A hard day.

It’s 8:47p.m. and wow it’s been such a long day. Driving home tonight I began to cry, I can’t exactly tell you why. It’s all these little things that pile up higher and higher and one day something so simple just sets me off. I’m so mentally exhausted. I just can’t seem to escape the constant anxiety about all these things going on in my life. I just want something good to happen to me. JUST ONCE. Is that too much to ask for???

I’m struggling to find the middle ground of everything around me.

Anxiety is so HARD.

Life events that seem normal to others cause a severe reaction to me.

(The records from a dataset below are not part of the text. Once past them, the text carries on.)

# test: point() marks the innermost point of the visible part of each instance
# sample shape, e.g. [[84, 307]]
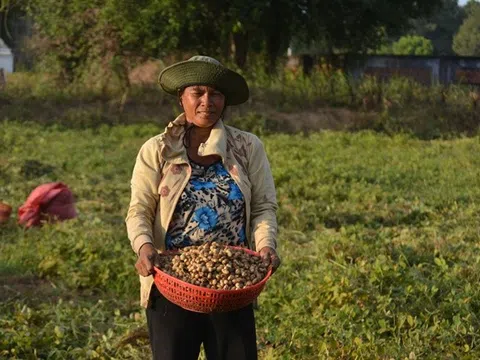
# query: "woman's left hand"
[[270, 256]]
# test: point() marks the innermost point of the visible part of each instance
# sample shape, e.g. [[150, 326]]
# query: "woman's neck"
[[199, 135]]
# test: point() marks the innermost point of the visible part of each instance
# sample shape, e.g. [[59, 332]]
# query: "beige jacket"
[[162, 171]]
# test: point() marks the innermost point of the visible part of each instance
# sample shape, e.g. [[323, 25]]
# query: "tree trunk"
[[240, 40]]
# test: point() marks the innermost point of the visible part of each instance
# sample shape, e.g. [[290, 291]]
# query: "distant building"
[[6, 57], [428, 70]]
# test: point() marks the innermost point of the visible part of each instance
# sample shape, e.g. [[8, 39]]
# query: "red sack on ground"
[[52, 201]]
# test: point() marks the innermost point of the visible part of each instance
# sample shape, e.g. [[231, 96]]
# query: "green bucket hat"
[[204, 70]]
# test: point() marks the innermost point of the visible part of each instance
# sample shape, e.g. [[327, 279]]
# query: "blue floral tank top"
[[211, 208]]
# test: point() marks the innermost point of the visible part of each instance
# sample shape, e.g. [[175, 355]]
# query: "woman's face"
[[203, 105]]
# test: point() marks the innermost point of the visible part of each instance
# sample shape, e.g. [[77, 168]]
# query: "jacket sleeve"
[[263, 205], [144, 195]]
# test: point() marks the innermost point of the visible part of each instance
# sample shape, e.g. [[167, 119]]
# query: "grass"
[[379, 239]]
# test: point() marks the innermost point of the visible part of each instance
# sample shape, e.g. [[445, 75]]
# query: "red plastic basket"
[[204, 300]]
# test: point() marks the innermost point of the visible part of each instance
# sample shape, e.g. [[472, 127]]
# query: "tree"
[[344, 26], [412, 45], [467, 41], [440, 27]]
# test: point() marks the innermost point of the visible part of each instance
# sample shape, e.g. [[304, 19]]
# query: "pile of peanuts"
[[215, 266]]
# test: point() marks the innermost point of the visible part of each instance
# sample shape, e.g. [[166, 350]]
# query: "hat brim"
[[189, 73]]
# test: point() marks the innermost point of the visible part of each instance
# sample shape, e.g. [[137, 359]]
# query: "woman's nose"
[[207, 100]]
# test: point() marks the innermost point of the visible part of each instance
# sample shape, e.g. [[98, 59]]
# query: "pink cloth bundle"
[[47, 202]]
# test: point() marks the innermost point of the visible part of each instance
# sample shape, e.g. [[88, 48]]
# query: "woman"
[[200, 181]]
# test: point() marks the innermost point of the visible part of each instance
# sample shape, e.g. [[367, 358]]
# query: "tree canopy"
[[467, 41], [412, 45], [113, 34]]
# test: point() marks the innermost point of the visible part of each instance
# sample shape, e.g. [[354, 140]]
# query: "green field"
[[380, 239]]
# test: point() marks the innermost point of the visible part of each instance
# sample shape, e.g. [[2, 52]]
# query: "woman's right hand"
[[148, 257]]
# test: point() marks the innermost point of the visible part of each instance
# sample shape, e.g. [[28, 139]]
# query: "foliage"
[[467, 41], [379, 240], [440, 27], [412, 45], [357, 26]]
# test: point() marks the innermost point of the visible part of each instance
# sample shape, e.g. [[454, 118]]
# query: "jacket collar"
[[174, 151]]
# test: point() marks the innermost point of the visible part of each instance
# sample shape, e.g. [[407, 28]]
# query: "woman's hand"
[[147, 258], [270, 256]]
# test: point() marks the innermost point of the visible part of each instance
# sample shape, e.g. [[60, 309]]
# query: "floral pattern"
[[211, 208]]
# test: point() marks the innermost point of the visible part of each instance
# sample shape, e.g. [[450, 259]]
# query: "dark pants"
[[176, 333]]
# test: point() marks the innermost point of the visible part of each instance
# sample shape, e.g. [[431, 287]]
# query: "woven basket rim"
[[159, 272]]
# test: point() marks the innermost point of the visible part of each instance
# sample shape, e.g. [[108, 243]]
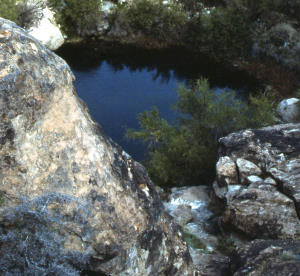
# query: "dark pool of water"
[[118, 83]]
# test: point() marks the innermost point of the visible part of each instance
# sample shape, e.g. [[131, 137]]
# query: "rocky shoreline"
[[63, 180]]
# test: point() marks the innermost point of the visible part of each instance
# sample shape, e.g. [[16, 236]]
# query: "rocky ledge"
[[70, 199], [258, 178]]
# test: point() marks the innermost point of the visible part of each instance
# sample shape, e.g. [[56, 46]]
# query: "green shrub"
[[75, 16], [8, 10], [154, 19], [185, 153], [21, 12]]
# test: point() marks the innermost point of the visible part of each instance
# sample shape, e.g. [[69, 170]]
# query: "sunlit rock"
[[288, 110], [267, 204], [70, 198]]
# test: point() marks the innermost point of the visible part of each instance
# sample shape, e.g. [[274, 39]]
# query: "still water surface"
[[118, 85]]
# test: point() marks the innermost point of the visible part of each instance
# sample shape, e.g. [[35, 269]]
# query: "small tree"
[[185, 153], [76, 16]]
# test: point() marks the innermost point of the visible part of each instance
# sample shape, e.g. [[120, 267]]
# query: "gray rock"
[[288, 110], [210, 264], [262, 212], [266, 208], [246, 168], [271, 257], [70, 198]]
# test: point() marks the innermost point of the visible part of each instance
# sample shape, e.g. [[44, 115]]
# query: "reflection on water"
[[117, 84]]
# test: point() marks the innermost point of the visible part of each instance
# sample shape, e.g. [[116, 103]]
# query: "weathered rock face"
[[271, 257], [288, 110], [258, 177], [70, 199]]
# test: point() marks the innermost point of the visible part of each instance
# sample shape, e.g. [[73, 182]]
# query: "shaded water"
[[117, 83]]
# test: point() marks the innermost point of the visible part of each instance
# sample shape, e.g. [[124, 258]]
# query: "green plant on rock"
[[154, 19], [185, 153], [8, 10], [22, 12], [75, 16]]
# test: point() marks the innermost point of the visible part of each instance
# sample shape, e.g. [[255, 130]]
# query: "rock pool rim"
[[94, 50]]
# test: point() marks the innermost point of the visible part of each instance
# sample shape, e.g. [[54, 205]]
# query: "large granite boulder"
[[258, 178], [267, 257], [70, 198]]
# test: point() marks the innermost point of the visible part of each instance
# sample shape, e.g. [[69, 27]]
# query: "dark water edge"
[[119, 81]]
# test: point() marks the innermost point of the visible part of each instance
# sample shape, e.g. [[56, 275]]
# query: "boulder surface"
[[262, 192], [267, 257], [71, 200]]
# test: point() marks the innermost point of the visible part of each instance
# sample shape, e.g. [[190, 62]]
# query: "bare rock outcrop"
[[267, 257], [70, 199], [258, 178]]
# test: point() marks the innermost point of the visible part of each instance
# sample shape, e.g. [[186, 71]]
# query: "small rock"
[[246, 168], [288, 110]]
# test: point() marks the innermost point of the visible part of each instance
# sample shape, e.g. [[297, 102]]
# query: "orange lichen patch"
[[3, 73], [143, 186], [4, 34]]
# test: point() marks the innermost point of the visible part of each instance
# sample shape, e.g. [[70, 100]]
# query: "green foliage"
[[153, 18], [257, 9], [76, 16], [8, 10], [185, 153], [21, 12], [2, 194]]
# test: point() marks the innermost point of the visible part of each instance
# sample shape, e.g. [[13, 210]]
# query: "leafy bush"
[[185, 153], [153, 18], [21, 12], [75, 16], [8, 10]]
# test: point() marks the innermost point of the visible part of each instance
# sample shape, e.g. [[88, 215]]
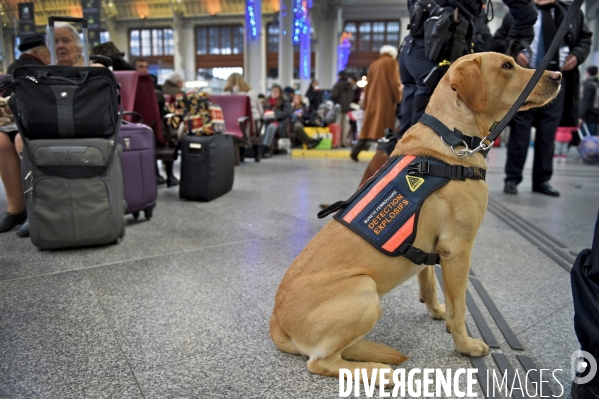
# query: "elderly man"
[[33, 51]]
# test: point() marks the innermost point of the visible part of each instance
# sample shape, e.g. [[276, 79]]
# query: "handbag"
[[50, 102]]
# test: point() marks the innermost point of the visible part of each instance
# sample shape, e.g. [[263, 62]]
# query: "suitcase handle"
[[83, 22]]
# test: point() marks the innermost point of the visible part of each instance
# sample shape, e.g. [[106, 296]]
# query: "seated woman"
[[237, 85], [298, 117], [276, 115]]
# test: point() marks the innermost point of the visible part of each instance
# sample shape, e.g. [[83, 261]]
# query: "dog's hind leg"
[[428, 293], [280, 337], [368, 351], [331, 365]]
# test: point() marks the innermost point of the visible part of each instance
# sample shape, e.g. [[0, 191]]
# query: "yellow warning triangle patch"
[[414, 182]]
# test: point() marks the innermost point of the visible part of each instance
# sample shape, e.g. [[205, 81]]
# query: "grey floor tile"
[[176, 226], [552, 343], [56, 342], [168, 308], [182, 306]]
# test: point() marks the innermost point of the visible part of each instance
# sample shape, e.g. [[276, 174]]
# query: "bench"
[[237, 113]]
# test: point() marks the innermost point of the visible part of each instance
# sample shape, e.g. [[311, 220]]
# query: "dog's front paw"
[[437, 313], [474, 347]]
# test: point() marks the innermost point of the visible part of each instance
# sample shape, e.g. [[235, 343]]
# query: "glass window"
[[201, 46], [219, 40], [364, 37], [146, 43], [225, 40], [237, 40], [169, 42], [156, 42], [134, 43], [104, 36], [214, 42]]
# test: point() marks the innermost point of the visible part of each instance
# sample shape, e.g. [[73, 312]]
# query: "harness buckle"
[[418, 168], [456, 172]]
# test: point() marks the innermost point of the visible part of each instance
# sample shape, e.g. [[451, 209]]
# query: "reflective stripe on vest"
[[385, 210]]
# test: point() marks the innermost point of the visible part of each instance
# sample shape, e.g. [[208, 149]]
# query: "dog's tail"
[[368, 351], [280, 337]]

I’m afraid of so many things

I don’t even know why

No matter where I go,

There is something that triggers me

I find myself thinking what it would be like to not be this way every day but I can’t imagine life any different.

Some days my anxiety comes in handy. I never thought that I would say that. It’s usually the overbearing destroyer of every aspect of my life, but I have found a way to focus on the fact that anxiety can help me prepare myself for important events.

Normally, I have intense worry to where it’s like I’m going through an event twice because I consume my every thought with that ONE thing coming up. It’s such a relief when I get through it because then I can be ‘normal’ for the time being until the next. It makes me quite distraught that I’m living anxiety attack to anxiety attack, as soon one is over I am thinking about when and where the next one will strike.

Not everyday is like that but eventually it all runs together and you can’t even distinguish between your good days and your bad days.

It’s so important that even on the bad days we take it all in and know that it’s only an amount of time before it’s over.

Through this moment I had, it was horrible but I knew that the next day it would dissolve.

Don’t focus on the next attack

Focus on the moment

Focus more on the days that are good.